Refreshingly original

⭐️⭐️⭐️⭐️

The blurb

1973.


Swallow's Farmhouse in deep, rural Norfolk is home to Your People, a commune of free-thinkers and poets seeking a better way. But beneath the veneer of a nurturing, alternative lifestyle, an atmosphere of jealousy and threat is pushing utopia towards the brink of its inevitable collapse.


Raising herself amidst the chaos is a twelve year old survivor, desperately preoccupied with her transition into womanhood. With her mute sister, beloved dog and the re-defining force of her emerging appetites, she marches resolutely towards her future, venturing - with hilarious and horrifying results - through the minefield of an adult world built on hypocrisy and misplaced ideals


The Review

This is one of those reviews where I sort of give you all the reasons why normally I wouldn't like this book and then tell you that actually all these aspects made this a stonkingly great read. What can I say; I'm a complex kind of human...

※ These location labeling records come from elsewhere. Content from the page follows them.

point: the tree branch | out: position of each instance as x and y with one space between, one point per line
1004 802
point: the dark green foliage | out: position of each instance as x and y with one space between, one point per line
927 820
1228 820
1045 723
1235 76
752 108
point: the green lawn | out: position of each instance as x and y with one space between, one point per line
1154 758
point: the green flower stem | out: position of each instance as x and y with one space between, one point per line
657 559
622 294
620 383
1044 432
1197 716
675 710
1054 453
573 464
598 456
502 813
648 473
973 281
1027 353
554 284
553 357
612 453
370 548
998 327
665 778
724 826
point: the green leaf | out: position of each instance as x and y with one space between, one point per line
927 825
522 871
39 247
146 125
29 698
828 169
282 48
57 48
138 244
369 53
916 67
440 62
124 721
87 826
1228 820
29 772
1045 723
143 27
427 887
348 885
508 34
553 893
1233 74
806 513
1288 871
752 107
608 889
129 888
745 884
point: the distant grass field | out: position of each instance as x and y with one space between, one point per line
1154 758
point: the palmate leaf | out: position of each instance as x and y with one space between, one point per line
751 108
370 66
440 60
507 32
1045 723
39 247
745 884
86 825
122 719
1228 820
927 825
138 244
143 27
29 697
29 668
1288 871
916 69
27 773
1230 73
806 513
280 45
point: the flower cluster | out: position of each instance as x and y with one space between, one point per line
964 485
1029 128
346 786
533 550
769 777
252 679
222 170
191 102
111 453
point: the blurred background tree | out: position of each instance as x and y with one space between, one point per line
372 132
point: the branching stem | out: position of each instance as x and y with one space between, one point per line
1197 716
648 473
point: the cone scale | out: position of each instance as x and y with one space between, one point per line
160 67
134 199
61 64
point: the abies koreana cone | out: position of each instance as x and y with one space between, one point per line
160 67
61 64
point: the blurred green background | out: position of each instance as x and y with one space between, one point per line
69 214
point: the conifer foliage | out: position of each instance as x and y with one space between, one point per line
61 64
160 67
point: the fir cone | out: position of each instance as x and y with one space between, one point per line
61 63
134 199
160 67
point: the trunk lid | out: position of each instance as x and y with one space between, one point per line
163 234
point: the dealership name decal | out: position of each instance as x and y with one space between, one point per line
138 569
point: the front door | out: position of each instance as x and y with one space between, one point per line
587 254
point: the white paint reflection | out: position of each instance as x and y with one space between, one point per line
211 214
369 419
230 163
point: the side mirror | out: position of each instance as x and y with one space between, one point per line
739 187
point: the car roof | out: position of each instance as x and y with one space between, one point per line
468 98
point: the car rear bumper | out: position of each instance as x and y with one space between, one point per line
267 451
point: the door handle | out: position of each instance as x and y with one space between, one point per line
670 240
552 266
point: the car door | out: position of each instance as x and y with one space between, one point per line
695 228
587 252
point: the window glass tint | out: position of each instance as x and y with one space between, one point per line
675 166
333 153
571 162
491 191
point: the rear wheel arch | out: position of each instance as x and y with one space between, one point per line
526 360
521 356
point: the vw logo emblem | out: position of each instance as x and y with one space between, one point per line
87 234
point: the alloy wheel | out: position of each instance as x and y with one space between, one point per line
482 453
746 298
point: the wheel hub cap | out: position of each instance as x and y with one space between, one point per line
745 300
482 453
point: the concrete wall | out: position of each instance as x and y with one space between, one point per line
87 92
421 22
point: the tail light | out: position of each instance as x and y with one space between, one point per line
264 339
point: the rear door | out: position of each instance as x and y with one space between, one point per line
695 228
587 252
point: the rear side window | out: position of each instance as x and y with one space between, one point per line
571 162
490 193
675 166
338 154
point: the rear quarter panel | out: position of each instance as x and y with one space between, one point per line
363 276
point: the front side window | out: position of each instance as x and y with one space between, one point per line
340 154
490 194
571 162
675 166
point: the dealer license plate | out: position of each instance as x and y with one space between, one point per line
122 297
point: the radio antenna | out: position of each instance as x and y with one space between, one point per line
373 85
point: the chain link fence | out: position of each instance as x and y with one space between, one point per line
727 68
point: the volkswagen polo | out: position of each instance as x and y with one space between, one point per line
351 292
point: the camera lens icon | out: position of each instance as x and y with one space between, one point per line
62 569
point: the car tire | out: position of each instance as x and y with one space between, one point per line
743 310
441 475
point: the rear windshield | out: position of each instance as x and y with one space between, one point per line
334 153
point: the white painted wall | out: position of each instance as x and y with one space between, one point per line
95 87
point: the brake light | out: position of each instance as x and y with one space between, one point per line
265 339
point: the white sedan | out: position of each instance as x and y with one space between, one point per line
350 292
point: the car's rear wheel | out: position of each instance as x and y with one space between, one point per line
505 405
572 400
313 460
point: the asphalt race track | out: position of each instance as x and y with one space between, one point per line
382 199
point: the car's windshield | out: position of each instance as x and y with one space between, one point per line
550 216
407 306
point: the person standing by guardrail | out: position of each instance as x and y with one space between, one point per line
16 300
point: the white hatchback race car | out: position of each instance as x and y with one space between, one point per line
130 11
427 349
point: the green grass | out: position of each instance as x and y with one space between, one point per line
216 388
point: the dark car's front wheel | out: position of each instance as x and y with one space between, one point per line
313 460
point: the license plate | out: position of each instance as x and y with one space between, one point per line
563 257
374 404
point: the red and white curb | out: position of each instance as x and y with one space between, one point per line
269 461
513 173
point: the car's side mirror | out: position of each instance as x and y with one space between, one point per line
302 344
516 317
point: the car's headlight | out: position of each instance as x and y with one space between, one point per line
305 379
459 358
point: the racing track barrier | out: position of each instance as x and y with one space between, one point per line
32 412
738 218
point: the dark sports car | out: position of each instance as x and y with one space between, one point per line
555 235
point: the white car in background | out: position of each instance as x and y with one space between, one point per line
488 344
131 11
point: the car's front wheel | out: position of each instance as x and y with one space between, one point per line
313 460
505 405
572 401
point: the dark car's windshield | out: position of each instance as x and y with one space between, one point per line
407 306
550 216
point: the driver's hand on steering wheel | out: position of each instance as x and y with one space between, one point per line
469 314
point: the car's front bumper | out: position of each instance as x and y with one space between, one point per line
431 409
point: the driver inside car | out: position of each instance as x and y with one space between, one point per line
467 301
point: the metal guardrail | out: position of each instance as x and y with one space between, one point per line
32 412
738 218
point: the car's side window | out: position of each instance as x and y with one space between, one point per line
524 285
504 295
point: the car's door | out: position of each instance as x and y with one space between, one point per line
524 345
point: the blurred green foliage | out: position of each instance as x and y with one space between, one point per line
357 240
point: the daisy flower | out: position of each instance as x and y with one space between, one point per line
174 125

I quite unexpectedly enjoyed this. First things first - the writing style is odd. Much of it is written in disjointed, fragmented sentences and is in a stream of consciousness style. It definitely takes some getting used to but by the second chapter I had been absorbed enough by the story that the writing style no longer bothered me. In fact, I liked that the style evoked the strong feeling of confusion and detachment we see mirrored in our central character. We never really know whose viewpoint the story is written from which allows us to feel distanced from the action, like a fly on the wall.


Devoured

Another reason I shouldn't like this book is that there's not a huge amount of plot! Most of the action focuses on a particular period of a few months and actually, there are relatively few events to mark the passing of time. But actually, it focuses on this pivotal moment in a young girl's transition into womanhood and there is a sense that all of the events that do happen are going to affect her deeply and in the end will forever shape the way she perceives the world.


It's clear that there are blurred lines about what is deemed acceptable in this communal living arrangement and whilst the two children are clearly loved to a degree, there is this whole feeling throughout of a childhood not being properly lived. Somehow, this book manages to be both acerbically funny and a tad melancholic at the same time. The adults in this story are so ridiculously earnest sometimes in wanting to pursue their alternative lifestyle, that they cannot see their own hypocrisy. The fact that they secretly resent each other is always bubbling away under the surface, often to comic effect.


Often we know more about what is going on than the children do, as we are able to understand the context behind events that confuse our protagonist (for example that there is an awful lot of bed swopping going on in this house!) Our protagonist sees herself as worldly, but in the end what is most heart wrenching, is her naivety at the behaviour of the adults around her and how she doesn't realise until too late that she is being taken advantage of.


What this book really did, is make me care about the two children in it. I was desperate to know how life turned out for them and their journey kept me hooked. Normally I wouldn't love a book that is so experimental in style, but I am glad that I got it in my surprise bundle from The Book Hive, as I never would have discovered it otherwise.